Peeve #4: You will protect us!
Employee hereby agrees to indemnify, defend, and hold [The Company] harmless from any liability for, or assessment of, any claims or penalties with respect to such withholding taxes, labor, or employment requirements, including any liability for, or assessment of, withholding taxes imposed on [The Company] by the relevant taxing authorities with respect to any compensation paid to Employee or Employee's partners, agents, or its employees.
Not only will you not try to sue us, but you will testify on behalf of us if it comes to court. You will defend us. Bullshit. You cannot contractually force someone to commit perjury or even to show up to defend you. However, indemnity is contractual.
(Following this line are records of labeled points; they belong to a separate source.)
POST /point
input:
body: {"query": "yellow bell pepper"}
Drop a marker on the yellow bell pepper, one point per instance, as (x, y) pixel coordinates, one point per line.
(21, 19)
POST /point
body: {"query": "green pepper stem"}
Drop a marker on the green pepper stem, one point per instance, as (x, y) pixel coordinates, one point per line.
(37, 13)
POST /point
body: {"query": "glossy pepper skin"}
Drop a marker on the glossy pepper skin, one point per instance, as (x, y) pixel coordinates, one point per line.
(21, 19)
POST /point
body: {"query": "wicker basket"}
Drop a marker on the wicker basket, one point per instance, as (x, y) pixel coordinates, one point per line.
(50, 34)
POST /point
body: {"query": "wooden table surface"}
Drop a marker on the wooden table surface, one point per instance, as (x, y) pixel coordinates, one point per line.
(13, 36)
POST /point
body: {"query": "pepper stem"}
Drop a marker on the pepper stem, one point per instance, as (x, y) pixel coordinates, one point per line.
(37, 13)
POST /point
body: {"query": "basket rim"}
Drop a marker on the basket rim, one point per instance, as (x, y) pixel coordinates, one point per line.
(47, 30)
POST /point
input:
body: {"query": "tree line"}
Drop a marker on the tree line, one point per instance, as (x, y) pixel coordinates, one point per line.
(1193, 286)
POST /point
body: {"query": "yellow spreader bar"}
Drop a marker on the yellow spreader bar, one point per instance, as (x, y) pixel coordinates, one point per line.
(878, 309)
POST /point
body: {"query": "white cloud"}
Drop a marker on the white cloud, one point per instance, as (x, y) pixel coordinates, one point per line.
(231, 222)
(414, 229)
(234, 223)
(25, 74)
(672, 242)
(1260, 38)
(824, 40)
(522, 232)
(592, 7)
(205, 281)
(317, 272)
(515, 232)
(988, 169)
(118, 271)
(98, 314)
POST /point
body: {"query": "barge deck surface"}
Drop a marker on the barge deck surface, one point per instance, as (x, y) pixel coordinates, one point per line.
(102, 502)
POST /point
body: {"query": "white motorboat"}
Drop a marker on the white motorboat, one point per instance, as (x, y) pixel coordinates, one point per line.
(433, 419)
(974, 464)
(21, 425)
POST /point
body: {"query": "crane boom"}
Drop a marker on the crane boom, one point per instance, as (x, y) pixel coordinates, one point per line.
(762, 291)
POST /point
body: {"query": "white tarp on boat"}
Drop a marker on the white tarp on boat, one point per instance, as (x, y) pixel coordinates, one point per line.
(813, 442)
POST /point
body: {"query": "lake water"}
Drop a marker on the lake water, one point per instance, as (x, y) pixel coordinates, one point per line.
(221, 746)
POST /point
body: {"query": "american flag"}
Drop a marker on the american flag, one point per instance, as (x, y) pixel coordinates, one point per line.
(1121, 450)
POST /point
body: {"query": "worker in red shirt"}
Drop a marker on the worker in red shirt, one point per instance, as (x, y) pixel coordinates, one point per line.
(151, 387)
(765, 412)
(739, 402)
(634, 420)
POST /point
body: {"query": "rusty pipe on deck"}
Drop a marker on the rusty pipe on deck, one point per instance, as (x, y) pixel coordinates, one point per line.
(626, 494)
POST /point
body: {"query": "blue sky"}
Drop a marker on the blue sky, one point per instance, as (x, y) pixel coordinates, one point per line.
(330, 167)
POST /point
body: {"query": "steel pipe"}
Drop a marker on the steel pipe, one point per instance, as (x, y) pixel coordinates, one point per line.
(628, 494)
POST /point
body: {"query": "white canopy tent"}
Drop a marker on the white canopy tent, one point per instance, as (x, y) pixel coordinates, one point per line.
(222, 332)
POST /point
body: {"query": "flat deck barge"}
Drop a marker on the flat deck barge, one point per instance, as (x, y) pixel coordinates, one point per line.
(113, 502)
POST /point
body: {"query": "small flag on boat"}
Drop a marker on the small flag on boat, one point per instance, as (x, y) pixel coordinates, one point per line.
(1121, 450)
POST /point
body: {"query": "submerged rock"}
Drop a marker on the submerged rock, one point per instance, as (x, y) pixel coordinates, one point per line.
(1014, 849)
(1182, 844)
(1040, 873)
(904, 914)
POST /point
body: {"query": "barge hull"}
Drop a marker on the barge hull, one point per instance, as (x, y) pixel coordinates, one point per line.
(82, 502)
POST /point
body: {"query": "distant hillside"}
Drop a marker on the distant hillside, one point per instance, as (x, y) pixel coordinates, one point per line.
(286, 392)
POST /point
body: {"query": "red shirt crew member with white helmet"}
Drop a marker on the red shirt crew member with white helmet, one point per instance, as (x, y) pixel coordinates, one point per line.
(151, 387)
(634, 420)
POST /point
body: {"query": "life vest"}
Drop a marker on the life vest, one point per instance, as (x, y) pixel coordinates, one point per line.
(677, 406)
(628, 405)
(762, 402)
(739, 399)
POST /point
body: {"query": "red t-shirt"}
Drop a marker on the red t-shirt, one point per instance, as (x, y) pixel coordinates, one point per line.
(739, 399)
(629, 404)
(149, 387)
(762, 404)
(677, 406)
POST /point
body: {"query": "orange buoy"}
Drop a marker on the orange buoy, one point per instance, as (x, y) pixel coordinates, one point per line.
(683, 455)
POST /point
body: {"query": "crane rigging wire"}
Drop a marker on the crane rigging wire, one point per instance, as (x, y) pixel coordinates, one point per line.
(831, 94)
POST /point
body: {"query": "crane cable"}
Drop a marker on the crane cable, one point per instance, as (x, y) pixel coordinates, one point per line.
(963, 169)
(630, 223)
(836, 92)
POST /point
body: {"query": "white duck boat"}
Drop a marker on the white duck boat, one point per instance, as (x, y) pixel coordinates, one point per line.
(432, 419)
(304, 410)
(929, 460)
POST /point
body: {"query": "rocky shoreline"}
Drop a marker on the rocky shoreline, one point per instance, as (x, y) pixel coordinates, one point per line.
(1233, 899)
This does remove your right to sue, unless they are breaking actual laws, in which case the contract cannot protect them.

In closing:

Lawyers just pull in whatever blurbs they like that protect the company as much as possible, which usually means giving you absolutely no protection or rights. It's really important to not only read this stuff but to make your own notes and adjustments and stand up for yourself. If nobody ever says anything about these contracts, lawyers will keep making them worse and worse. However, make sure you are worth the fuss; for a lot of companies, their lawyers are $350/hour and too expensive to pay to deal with 1 prospective employee. But it can be worth it.

A contract that doesn't have at least one revision is a one sided contract.